My mother’s family is from Mexico, and her heritage was always part of my life. But before college, I never realized I did things differently than some of my friends. I thought it was perfectly normal to have peanut butter and jelly sandwiches on homemade tortillas.
I met my husband at a pajama dance at UVU’s LDS Institute. He was wearing an Ebenezer Scrooge-style nightgown with a polo collar, which he really did sleep in. His little sister had made it for him. When we married, she made me one, too.
I am a registered nurse. But like many mothers, I wanted to find a way to stay home with my children. That is why I started teaching piano, but there are four piano teachers in my neighborhood so I knew I would have to do things differently if I wanted to stand out.

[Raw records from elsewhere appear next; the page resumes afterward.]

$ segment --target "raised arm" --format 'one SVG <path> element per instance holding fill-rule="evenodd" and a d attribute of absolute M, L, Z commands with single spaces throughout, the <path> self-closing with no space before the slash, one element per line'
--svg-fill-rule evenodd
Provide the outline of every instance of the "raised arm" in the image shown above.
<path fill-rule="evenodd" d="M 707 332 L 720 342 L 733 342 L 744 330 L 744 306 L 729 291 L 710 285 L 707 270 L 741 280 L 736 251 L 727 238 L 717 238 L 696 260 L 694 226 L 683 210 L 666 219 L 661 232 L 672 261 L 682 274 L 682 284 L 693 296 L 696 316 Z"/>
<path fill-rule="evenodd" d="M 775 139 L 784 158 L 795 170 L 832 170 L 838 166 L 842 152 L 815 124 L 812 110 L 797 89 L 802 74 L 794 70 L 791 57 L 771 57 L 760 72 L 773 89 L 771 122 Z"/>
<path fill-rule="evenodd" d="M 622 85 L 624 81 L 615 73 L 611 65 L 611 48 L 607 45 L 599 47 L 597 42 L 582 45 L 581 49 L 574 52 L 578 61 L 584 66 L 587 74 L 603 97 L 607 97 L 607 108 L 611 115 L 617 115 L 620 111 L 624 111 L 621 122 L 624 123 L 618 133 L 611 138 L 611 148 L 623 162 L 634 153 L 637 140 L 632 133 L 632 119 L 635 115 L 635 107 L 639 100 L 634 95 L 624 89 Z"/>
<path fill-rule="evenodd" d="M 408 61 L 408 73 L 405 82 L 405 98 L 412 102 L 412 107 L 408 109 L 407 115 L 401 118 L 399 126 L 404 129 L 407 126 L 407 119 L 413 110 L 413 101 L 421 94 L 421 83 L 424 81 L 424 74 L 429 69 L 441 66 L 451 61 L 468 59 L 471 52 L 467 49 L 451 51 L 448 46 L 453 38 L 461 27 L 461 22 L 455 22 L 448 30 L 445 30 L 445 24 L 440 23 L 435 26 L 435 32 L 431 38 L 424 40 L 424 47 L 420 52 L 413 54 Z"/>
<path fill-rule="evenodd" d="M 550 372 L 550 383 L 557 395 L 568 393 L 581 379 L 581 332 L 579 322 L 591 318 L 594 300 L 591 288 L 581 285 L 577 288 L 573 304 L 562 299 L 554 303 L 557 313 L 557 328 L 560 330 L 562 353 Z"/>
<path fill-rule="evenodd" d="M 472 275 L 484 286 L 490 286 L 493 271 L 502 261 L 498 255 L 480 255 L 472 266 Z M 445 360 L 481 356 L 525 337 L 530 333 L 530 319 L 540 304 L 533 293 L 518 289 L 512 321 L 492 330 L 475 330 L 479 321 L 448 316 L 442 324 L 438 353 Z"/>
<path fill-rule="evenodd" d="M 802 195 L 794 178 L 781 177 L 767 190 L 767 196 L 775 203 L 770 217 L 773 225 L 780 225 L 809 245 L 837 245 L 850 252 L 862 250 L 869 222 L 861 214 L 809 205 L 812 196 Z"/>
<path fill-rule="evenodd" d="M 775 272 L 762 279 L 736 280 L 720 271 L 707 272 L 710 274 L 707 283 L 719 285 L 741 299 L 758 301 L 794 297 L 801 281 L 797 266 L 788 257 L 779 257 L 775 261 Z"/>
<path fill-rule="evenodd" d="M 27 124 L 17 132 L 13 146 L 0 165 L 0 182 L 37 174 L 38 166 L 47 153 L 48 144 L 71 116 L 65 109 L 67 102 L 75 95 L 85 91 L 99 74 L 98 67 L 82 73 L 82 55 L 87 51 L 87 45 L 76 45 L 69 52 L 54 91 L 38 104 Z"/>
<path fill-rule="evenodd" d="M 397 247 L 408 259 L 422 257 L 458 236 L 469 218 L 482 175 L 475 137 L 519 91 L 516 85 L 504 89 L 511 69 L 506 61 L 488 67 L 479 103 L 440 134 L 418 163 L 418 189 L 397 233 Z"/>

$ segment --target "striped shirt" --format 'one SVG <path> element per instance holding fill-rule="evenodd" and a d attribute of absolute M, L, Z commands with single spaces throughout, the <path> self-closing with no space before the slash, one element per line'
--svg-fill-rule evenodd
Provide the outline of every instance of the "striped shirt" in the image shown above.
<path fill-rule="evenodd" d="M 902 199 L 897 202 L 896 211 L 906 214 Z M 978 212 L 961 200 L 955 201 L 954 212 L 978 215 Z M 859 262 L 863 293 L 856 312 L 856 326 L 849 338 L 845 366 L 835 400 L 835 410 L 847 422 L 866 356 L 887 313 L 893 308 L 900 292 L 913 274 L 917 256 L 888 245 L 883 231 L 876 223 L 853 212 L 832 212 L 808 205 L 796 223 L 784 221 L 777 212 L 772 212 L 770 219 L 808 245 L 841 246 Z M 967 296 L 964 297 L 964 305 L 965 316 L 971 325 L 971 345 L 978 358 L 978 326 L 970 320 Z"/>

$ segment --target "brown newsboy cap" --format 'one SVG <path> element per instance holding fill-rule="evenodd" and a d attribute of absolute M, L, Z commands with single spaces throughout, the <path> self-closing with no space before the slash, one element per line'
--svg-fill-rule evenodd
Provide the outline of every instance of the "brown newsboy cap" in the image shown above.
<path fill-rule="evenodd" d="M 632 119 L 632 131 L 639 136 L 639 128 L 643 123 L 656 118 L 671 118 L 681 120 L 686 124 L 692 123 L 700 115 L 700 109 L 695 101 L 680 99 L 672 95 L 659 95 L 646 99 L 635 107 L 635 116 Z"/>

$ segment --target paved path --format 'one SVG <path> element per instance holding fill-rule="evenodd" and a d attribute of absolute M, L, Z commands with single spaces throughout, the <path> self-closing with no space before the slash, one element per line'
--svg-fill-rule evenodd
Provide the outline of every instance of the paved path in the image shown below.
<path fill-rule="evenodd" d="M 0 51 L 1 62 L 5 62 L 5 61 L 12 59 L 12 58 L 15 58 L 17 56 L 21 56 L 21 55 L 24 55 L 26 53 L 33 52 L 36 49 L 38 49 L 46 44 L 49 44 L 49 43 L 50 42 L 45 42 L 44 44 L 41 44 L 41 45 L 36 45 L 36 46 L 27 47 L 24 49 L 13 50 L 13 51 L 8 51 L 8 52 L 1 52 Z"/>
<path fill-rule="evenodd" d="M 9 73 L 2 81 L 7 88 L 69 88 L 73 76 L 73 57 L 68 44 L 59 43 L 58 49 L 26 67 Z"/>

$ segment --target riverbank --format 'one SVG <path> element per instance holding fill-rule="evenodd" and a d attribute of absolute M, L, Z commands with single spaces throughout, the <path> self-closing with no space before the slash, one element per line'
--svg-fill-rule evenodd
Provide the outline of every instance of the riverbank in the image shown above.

Teaching is one of my natural talents. I understand how to teach children who learn in non-traditional ways because that is how I learn. My students don’t sit at the keyboard memorizing notes. I use a more kinesthetic approach to teaching.
A quote by Benjamin Franklin hangs on my wall: “Tell me and I forget. Teach me and I may remember. Involve me and I will learn.”
Those words say it all for me.
Children have always been my priority. When I was 10, I sincerely wanted to adopt anyone who had lost their parents. My husband and I plan to become foster parents. I firmly believe no child should live without love.
One day, I hope to return to college to study music therapy. But with six kids to get though college, I might have to put my dream on hold for a bit.
For now, we’ll stick to our daily routine: Wake up at 6 a.m. Get the kids ready for the day. Send my husband to work. Teach piano lessons. Clean the house and cook dinner. Get ready for bed.
And start all over to the same beat the very next day.